Re: random matrix from row and column sums
- To: mathgroup at smc.vnet.net
- Subject: [mg53598] Re: random matrix from row and column sums
- From: Paul Abbott <paul at physics.uwa.edu.au>
- Date: Wed, 19 Jan 2005 02:00:27 -0500 (EST)
- Organization: The University of Western Australia
- References: <csinpt$njk$1@smc.vnet.net>
- Sender: owner-wri-mathgroup at wolfram.com
In article <csinpt$njk$1 at smc.vnet.net>, adiggle at agric.wa.gov.au wrote:
> Is there an efficient method in Mathematica to generate random tables
> of nonnegative integers from a list of row sums and a list of column
> sums?
>
> For example for row sums of {7,3,2} and column sums of {2,9,1} the
> following two tables satisfy the constraints:
>
> {{2, 5, 0}, {0, 2, 1}, {0, 2, 0}}
> and
>
> {{1, 6, 0}, {1, 2, 0}, {0, 1, 1}}
Here is one way to do this. The following module
[1] constructs an arbitrary matrix of dimension implied by the row and
column sums (need not be square);
[2] uses Reduce to apply the conditions that the entries are nonnegative
integers to determine all possible solutions;
[3] turns this output into a list of replacement rules; and
[4] returns a list of _all_ matrices satisfying the constraints.

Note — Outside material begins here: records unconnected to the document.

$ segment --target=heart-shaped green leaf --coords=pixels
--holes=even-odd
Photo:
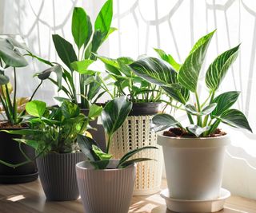
[[[73,71],[71,63],[77,61],[78,58],[72,45],[58,34],[53,35],[53,41],[58,57]]]
[[[186,127],[186,128],[190,133],[195,135],[196,137],[199,137],[203,132],[208,131],[210,128],[210,127],[206,126],[202,128],[198,125],[191,124]]]
[[[82,7],[74,7],[72,16],[72,35],[78,49],[90,39],[92,34],[91,24],[86,11]],[[90,20],[89,20],[90,21]]]
[[[209,66],[206,76],[206,84],[210,89],[215,91],[218,89],[228,69],[238,57],[239,45],[219,55]]]
[[[178,81],[193,93],[197,90],[201,67],[214,32],[210,33],[198,41],[178,71]]]
[[[246,116],[238,109],[227,109],[217,119],[235,128],[242,128],[253,132]]]
[[[161,49],[154,49],[158,53],[158,54],[161,57],[162,60],[168,62],[177,72],[179,70],[179,69],[181,68],[181,65],[176,62],[174,58],[170,54],[166,53],[165,51],[163,51]]]
[[[229,109],[238,100],[240,93],[237,91],[226,92],[220,94],[213,100],[217,103],[217,107],[211,112],[211,117],[218,116],[226,110]]]
[[[102,121],[109,136],[122,125],[131,108],[132,103],[126,97],[114,98],[106,104],[102,112]]]
[[[32,101],[26,105],[26,111],[33,116],[41,117],[46,110],[46,104],[40,101]]]
[[[178,121],[169,114],[157,114],[152,118],[151,128],[155,132],[165,130],[170,127],[175,126]]]

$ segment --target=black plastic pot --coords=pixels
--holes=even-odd
[[[152,116],[160,111],[160,102],[134,103],[130,116]]]
[[[102,107],[105,106],[105,104],[97,104]],[[89,109],[88,108],[81,108],[81,112],[86,116],[88,116]],[[94,140],[98,144],[102,151],[106,151],[106,138],[105,138],[105,131],[102,124],[97,124],[98,119],[94,121],[90,122],[90,125],[96,128],[97,130],[90,129],[88,132],[92,135]]]
[[[41,183],[48,200],[67,201],[79,197],[75,165],[85,160],[82,152],[49,153],[37,158]]]
[[[8,128],[8,130],[21,128]],[[0,130],[5,130],[5,128],[0,128]],[[18,143],[13,140],[13,138],[21,137],[22,136],[0,132],[0,160],[13,164],[26,160],[19,149]],[[22,144],[22,149],[30,158],[32,159],[35,156],[34,150],[31,147],[23,144]],[[16,168],[0,164],[0,183],[27,183],[37,179],[38,177],[38,173],[35,162],[31,162]]]

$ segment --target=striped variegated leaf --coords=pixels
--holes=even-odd
[[[155,57],[145,57],[129,65],[138,76],[163,88],[169,96],[185,104],[189,91],[178,84],[176,71],[167,63]]]
[[[153,117],[151,128],[155,132],[159,132],[170,127],[175,126],[178,124],[178,121],[177,121],[172,116],[162,113],[155,115]]]
[[[167,63],[155,57],[144,57],[129,65],[138,76],[152,84],[166,85],[177,83],[177,73]]]
[[[179,70],[181,65],[178,64],[170,54],[166,53],[166,52],[161,49],[155,48],[154,49],[162,60],[169,63],[177,72]]]
[[[178,81],[193,93],[197,90],[201,67],[214,32],[213,31],[198,40],[179,69]]]
[[[209,115],[211,112],[213,112],[216,106],[216,103],[210,104],[208,106],[206,106],[201,112],[198,112],[196,107],[191,105],[186,105],[185,108],[186,112],[194,116],[206,116]]]
[[[226,110],[229,109],[238,100],[240,92],[230,91],[220,94],[215,97],[213,103],[217,103],[217,107],[211,112],[211,117],[218,116]]]
[[[220,116],[216,118],[230,126],[245,128],[253,132],[246,117],[238,109],[226,110]]]
[[[228,69],[238,57],[239,45],[224,52],[210,65],[206,76],[206,84],[210,89],[215,91],[218,89]]]
[[[186,130],[194,135],[196,136],[196,137],[199,137],[203,132],[208,131],[210,127],[200,127],[198,125],[191,124],[186,128]]]

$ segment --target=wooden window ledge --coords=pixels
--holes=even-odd
[[[162,182],[162,188],[165,188],[166,181]],[[84,211],[80,199],[66,202],[46,201],[40,181],[36,180],[23,184],[0,184],[0,212],[83,213]],[[159,194],[155,194],[134,196],[129,212],[170,213],[172,211],[166,209],[165,200]],[[233,195],[226,200],[225,208],[219,212],[256,213],[256,200]]]

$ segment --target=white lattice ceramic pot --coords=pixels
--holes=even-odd
[[[150,131],[151,119],[153,115],[159,111],[160,105],[159,103],[150,103],[154,105],[148,107],[149,103],[143,104],[139,110],[136,110],[138,104],[134,104],[132,113],[114,135],[110,148],[110,152],[116,159],[120,159],[129,151],[144,146],[155,146],[159,148],[158,150],[145,150],[133,157],[156,160],[137,164],[134,195],[146,195],[158,192],[162,180],[163,162],[162,147],[157,144],[157,134]],[[139,116],[139,114],[144,115]]]

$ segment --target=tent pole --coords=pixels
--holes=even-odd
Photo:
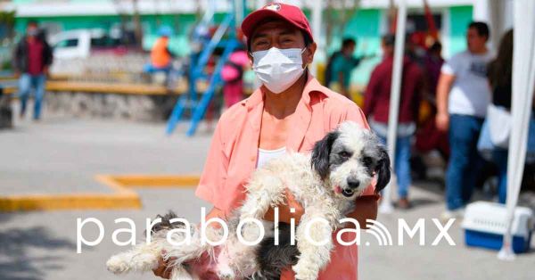
[[[398,130],[398,115],[399,113],[399,94],[401,91],[401,77],[403,53],[405,47],[405,26],[407,23],[407,3],[406,0],[398,2],[398,16],[396,23],[396,45],[394,48],[394,65],[392,69],[392,84],[391,87],[390,109],[388,114],[388,137],[387,144],[391,157],[392,169],[395,169],[396,155],[396,139]],[[395,176],[393,176],[395,177]],[[394,180],[396,181],[396,180]],[[379,207],[382,213],[390,213],[392,211],[391,202],[391,186],[392,180],[389,183],[383,193],[383,202]]]

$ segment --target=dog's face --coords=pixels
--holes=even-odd
[[[375,193],[391,177],[390,157],[379,138],[352,121],[346,121],[316,143],[312,167],[321,178],[329,180],[335,195],[355,199],[376,175]]]

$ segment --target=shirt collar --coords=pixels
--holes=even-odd
[[[323,86],[312,76],[310,73],[307,74],[307,83],[305,84],[305,87],[303,88],[303,94],[301,95],[302,103],[307,106],[309,110],[310,107],[310,95],[312,93],[321,93],[325,95],[321,88]],[[263,105],[264,103],[264,95],[266,94],[262,90],[262,87],[257,88],[249,98],[246,98],[241,102],[243,106],[247,107],[248,111],[252,110],[258,105]]]

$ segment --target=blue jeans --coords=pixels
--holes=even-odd
[[[379,137],[386,144],[386,138]],[[396,139],[394,171],[398,179],[398,195],[399,198],[407,198],[408,196],[408,187],[411,184],[410,139],[411,136],[398,137]]]
[[[464,207],[472,197],[476,175],[481,166],[477,141],[483,119],[449,116],[449,147],[451,155],[446,172],[446,202],[449,210]]]
[[[508,151],[496,148],[492,152],[492,162],[498,167],[498,202],[506,204],[507,197],[507,155]]]
[[[45,82],[46,78],[45,75],[30,75],[24,73],[19,78],[19,98],[21,99],[21,114],[26,112],[26,103],[29,92],[33,87],[34,95],[34,119],[38,119],[41,117],[41,105],[43,104],[43,96],[45,95]]]

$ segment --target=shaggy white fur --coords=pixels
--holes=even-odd
[[[388,174],[383,175],[386,178],[378,179],[382,182],[378,188],[390,179],[390,161],[385,154],[375,136],[354,122],[345,122],[318,142],[312,155],[290,153],[272,160],[252,174],[246,185],[247,198],[228,221],[230,234],[217,256],[212,246],[202,243],[199,229],[192,228],[191,242],[182,246],[169,243],[165,238],[169,229],[164,229],[153,234],[152,243],[140,244],[111,257],[106,264],[108,269],[116,274],[150,271],[157,266],[157,259],[165,250],[164,258],[177,259],[171,266],[172,279],[195,279],[197,276],[183,264],[209,251],[217,259],[220,278],[261,279],[263,276],[255,256],[258,246],[239,241],[238,222],[251,218],[262,220],[270,207],[284,203],[288,189],[305,210],[295,231],[300,256],[292,269],[297,279],[317,279],[330,260],[334,246],[332,233],[341,226],[339,220],[353,209],[355,198],[371,184],[381,167]],[[317,222],[318,218],[328,221],[328,225]],[[266,230],[264,238],[274,236],[273,223],[262,221],[262,226]],[[259,226],[253,223],[245,223],[240,229],[248,242],[259,235]],[[175,232],[172,238],[183,241],[185,235],[184,231]],[[219,240],[223,233],[210,227],[208,235],[210,240]]]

NonnegativeIntegerMatrices[rows_, cols_] := Module[
{mat, r, c, a, vars, cond, red, m = Length[rows], n = Length[cols]},
mat = Table[a[i, j], {i, m}, {j, n}];
r = Thread[Plus @@ Transpose[mat] == rows];
c = Thread[Plus @@ mat == cols];
vars = Flatten[mat];
cond = Thread[Flatten[mat] >= 0];
red = {ToRules[Reduce[Join[r, c, cond], vars, Integers]]};
If[red != {}, mat /. red, {}]
]
Once you have the complete list of solutions, say
sols = NonnegativeIntegerMatrices[{7,3,2}, {2,9,1}]
it is easy to select one at random
sols[[ Random[Integer, {1, Length[sols]}] ]]
However, this approach is not optimal if you have to work with large
numbers of different row and column sums. Also, computing all solutions
can be slow even for rather small matrices, e.g., try
sols = NonnegativeIntegerMatrices[Range[4], Range[4]]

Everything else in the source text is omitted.